# Finally, pics of my mods



## camping479 (Aug 27, 2003)

So I finally got a digital camera, so now I will show off a few mods.









This is the aluminum drip cap I used to divert water away from the water heater. I painted it white, and used silicone and stainless screws to install it. Before I did this mod, the inside of the water heater would always get wet.









These are my set of leveling blocks. I have two of each size and they fit in between the wheels so I only have to back up or pull forward about a foot to get up onto them.









Here's the blocking boxes, etc. packed in the outside storage compartment of our 21RS. The one block of wood on edge is my portable "stump" for chopping wood.









This is the rest of my gear stowed, it's a lot but it all fits.









Privacy curtain to enclose the bath and bunks in the front of our 21RS. No more exposing yourself to the world if the bathroom door is open. Also allows us to watch television after the girls go to bed.









Trailer in the driveway. I use a lot of blocks to get it level since the driveway is sloped.









I use these pieces of plywood and 2 x 10's to block up the trailer level. By using the 2 x 10 under the front wheels, both axles are taking the weight of the trailer even though it is jacked way up in front.









I added a switch to be able to turn the electric element in the water heater on and off. Ours didn't come with one on the panel and we had to use the breaker.










Not a big mod, but putting a piece of cardboard on the linoleum inside the bike door compartment protects it from all of the gear that I put in there.

That's it for now,

Mike


----------



## Travelers Rest (Feb 27, 2004)

Hmmm something didn't work....all I see is "User posted image" in your text

Steve


----------



## camping479 (Aug 27, 2003)

Screwed something up, I'll check it out.

Mike


----------



## camping479 (Aug 27, 2003)

Think I got it now

Mike


----------



## Thor (Apr 7, 2004)

Mike

Your drip rail idea. I am assuming that it is there to prevent rain water from getting in.

My water tank drips water on a regular basis but it comes on from the bottom.

What size of screws did you use and did you chamfer the ends?

Thor


----------



## camping479 (Aug 27, 2003)

Thor,

Yes, it is to stop rainwater from the gutter above. I used #6 stainles pan head screws.
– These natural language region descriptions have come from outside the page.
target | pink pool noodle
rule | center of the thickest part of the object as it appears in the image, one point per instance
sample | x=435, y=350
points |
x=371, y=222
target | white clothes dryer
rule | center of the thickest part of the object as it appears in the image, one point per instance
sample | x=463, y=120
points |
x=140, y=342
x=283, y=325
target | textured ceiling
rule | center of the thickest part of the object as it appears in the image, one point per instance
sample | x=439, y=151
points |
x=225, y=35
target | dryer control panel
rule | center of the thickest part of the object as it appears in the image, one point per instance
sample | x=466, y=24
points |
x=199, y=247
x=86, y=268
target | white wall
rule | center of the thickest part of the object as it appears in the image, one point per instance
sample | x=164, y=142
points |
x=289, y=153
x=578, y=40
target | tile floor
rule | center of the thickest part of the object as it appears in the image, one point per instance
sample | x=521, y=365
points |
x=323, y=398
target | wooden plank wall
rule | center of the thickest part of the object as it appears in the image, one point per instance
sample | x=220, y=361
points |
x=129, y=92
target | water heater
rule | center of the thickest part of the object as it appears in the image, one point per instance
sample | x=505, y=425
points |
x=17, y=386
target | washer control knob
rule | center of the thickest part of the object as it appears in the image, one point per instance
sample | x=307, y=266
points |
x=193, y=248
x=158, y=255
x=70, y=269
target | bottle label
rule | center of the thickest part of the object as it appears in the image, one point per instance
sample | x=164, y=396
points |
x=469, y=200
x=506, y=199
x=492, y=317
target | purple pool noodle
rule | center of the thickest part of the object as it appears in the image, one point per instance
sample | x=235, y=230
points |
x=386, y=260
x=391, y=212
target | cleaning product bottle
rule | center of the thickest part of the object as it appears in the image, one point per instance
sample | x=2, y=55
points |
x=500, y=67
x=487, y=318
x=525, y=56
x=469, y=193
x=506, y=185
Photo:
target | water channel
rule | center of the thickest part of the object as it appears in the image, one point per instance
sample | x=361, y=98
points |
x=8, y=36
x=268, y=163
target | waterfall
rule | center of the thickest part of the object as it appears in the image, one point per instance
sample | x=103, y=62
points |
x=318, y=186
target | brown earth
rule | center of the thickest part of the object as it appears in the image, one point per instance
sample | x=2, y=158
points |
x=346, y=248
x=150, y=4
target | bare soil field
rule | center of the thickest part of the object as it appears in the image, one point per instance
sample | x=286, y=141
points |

The drip rail was a stock length I bought and cut down. I bent the ends over a piece of pipe.

Mike


----------



## Thor (Apr 7, 2004)

Mike

Thanks. How far did you extend past the water heater door?

Thor

PS - Sorry for all the questions, but this ones got my attention.


----------



## camping479 (Aug 27, 2003)

I cut it about 2 inches longer than the door width.

Mike


----------



## Jose Fernandez (Jun 22, 2004)

All mods look nice. Great job. Instead of linoleum, I used indoor/outdoor carpet to protect the storage area under the bunks. Works well...

Jose


----------



## NDJollyMon (Aug 22, 2003)

I should carpet that area of the floor. Nice mods Mike!


----------